Using upstream data to understand downstream signals is a very powerful technique that can help predict potential problems.

“People tend to tend to look at predictive models, but they ignore the fact that the feature set — actually contributes a lot to the ability to predict things,” Baruch said. “It can filter noise, discover what’s important and what’s not, and any What is the root cause of the problem. We often use a shift-left model (putting tests at the end of the traditional software development process to the premise). To avoid looking for a needle in a haystack, a good model can help you discover what is a priority problem , as long as you decide which angle to look at. You build these models, you predict something, and you need some people to fix the wrong properties in those models.”

It’s far from the time to build fully self-driving cars

ADAS and autonomous driving don’t seem to be the same thing.
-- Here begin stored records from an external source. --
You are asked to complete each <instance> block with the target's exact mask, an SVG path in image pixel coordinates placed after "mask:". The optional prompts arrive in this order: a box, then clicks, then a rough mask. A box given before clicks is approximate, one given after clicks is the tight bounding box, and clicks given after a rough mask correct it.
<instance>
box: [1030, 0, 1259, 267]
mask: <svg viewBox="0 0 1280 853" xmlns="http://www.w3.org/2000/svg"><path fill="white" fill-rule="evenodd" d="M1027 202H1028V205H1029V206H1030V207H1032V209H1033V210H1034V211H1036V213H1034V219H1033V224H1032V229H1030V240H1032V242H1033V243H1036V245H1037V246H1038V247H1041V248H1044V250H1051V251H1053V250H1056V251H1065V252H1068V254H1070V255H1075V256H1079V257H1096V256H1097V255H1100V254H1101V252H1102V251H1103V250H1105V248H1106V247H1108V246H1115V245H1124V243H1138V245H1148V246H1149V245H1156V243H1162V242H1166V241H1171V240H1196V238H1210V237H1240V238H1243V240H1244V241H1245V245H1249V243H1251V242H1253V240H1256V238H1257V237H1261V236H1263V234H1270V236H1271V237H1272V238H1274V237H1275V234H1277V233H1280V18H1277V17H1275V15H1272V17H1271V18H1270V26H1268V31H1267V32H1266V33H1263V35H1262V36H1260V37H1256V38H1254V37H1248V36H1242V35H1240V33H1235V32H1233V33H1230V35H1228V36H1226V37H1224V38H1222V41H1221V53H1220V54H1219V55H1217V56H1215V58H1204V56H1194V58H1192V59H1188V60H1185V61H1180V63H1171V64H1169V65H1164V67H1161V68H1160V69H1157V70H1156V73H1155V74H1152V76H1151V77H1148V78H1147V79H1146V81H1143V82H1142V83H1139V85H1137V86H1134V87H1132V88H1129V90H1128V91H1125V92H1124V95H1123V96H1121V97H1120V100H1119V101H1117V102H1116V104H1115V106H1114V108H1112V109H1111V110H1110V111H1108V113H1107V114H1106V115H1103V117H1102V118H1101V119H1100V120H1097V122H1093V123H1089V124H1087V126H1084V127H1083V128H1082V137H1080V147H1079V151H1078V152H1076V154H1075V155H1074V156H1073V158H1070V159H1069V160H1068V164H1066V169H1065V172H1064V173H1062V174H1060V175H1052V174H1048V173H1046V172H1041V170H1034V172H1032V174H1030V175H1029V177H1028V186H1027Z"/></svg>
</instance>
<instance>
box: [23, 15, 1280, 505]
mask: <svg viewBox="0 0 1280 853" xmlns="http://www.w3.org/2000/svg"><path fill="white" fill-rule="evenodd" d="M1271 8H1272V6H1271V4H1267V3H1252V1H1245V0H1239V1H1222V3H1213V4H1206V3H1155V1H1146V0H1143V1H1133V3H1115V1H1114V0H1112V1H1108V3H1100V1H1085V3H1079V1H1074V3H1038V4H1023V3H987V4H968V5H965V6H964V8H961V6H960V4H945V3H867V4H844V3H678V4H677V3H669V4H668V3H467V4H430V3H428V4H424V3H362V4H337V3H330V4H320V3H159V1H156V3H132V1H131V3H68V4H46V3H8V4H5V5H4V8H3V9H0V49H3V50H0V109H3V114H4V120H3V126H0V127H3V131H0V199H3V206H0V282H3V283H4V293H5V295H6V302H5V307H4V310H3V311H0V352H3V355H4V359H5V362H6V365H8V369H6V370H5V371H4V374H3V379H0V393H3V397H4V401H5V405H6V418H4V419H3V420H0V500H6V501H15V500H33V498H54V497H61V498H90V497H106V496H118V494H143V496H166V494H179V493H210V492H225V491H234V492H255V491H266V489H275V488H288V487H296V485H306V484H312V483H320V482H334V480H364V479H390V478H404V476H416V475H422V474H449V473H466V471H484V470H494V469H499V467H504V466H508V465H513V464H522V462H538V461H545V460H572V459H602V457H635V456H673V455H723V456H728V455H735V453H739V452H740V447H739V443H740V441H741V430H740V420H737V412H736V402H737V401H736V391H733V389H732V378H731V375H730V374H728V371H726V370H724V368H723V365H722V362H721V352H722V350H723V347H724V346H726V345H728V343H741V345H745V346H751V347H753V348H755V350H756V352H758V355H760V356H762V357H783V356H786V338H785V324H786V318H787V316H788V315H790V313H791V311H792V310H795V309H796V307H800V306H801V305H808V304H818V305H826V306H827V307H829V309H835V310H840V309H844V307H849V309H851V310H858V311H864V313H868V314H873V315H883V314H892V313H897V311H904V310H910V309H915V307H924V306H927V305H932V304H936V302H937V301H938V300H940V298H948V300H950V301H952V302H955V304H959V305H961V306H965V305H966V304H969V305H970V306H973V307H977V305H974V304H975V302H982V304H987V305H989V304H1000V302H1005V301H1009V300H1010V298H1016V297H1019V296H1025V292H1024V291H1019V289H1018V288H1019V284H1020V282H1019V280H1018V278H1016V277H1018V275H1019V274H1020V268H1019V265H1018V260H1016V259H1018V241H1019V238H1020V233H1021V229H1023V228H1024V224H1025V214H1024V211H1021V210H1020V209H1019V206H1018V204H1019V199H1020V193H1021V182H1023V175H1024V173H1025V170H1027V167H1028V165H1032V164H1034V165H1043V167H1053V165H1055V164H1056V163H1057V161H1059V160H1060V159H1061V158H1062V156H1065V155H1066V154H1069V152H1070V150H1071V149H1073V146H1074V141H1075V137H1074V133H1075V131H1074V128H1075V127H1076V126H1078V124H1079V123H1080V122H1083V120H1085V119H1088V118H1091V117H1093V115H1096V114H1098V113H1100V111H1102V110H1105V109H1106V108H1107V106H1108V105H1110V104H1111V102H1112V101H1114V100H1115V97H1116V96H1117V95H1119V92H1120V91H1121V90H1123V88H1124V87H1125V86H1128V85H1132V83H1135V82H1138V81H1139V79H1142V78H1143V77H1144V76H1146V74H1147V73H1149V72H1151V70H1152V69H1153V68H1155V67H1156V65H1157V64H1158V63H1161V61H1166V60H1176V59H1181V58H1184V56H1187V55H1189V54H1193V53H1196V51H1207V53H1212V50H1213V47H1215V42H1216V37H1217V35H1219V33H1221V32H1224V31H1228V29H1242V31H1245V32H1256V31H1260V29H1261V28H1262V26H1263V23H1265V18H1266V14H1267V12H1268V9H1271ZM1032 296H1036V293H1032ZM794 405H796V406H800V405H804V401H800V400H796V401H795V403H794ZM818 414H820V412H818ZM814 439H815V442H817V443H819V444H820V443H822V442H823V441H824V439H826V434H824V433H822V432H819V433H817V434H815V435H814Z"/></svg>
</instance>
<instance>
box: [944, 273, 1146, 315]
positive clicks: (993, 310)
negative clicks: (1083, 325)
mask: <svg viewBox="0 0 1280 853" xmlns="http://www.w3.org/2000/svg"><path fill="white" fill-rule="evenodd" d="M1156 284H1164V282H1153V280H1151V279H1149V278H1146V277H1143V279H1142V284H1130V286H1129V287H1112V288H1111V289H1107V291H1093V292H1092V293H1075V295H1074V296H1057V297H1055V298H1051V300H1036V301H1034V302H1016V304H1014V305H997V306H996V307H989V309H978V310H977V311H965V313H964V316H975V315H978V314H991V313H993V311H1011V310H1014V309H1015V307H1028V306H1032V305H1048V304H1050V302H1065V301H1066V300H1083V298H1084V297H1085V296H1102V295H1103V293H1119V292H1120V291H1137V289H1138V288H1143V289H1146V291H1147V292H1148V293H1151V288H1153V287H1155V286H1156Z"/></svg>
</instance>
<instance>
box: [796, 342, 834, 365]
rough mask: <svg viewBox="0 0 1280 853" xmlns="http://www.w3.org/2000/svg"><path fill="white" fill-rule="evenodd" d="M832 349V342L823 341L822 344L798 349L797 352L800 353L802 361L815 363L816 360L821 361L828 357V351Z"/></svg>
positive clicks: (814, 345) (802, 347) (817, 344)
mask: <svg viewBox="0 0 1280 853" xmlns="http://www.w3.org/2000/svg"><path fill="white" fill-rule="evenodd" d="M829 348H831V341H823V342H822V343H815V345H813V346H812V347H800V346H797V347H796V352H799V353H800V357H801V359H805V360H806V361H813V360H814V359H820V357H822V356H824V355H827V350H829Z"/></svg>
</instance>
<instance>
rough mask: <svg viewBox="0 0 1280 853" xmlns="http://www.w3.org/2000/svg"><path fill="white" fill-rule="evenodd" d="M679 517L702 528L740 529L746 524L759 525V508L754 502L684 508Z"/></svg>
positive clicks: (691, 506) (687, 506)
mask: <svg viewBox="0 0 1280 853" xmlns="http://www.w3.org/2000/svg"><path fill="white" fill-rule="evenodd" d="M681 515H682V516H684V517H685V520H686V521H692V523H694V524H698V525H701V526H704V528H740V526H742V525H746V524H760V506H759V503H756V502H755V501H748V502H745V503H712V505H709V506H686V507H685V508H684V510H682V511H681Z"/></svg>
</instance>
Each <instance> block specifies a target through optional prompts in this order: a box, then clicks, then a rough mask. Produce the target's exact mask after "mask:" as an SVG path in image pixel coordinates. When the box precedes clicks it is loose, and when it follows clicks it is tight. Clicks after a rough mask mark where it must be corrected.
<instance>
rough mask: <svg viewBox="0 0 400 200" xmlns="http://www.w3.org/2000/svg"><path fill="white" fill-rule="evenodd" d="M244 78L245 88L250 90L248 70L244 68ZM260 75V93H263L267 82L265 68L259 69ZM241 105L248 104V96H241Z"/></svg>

To get into fully autonomous driving, one must start thinking about system-of-systems (SoS) collaboration. What happens if cars use different generations of chips and software?

“The fundamental point of going from ADAS to AV is to understand what kind of failures they have experienced,” Carmel said. “Ultimately, the performance envelope needs to be defined. Every vehicle has its own performance envelope because it has different hardware, different software, different level. When you know exactly how to define this performance range and create a balance between reliability and safety, you can control the fleet. Using deep data, we can define the independent function and outline an autonomous driving hierarchy.”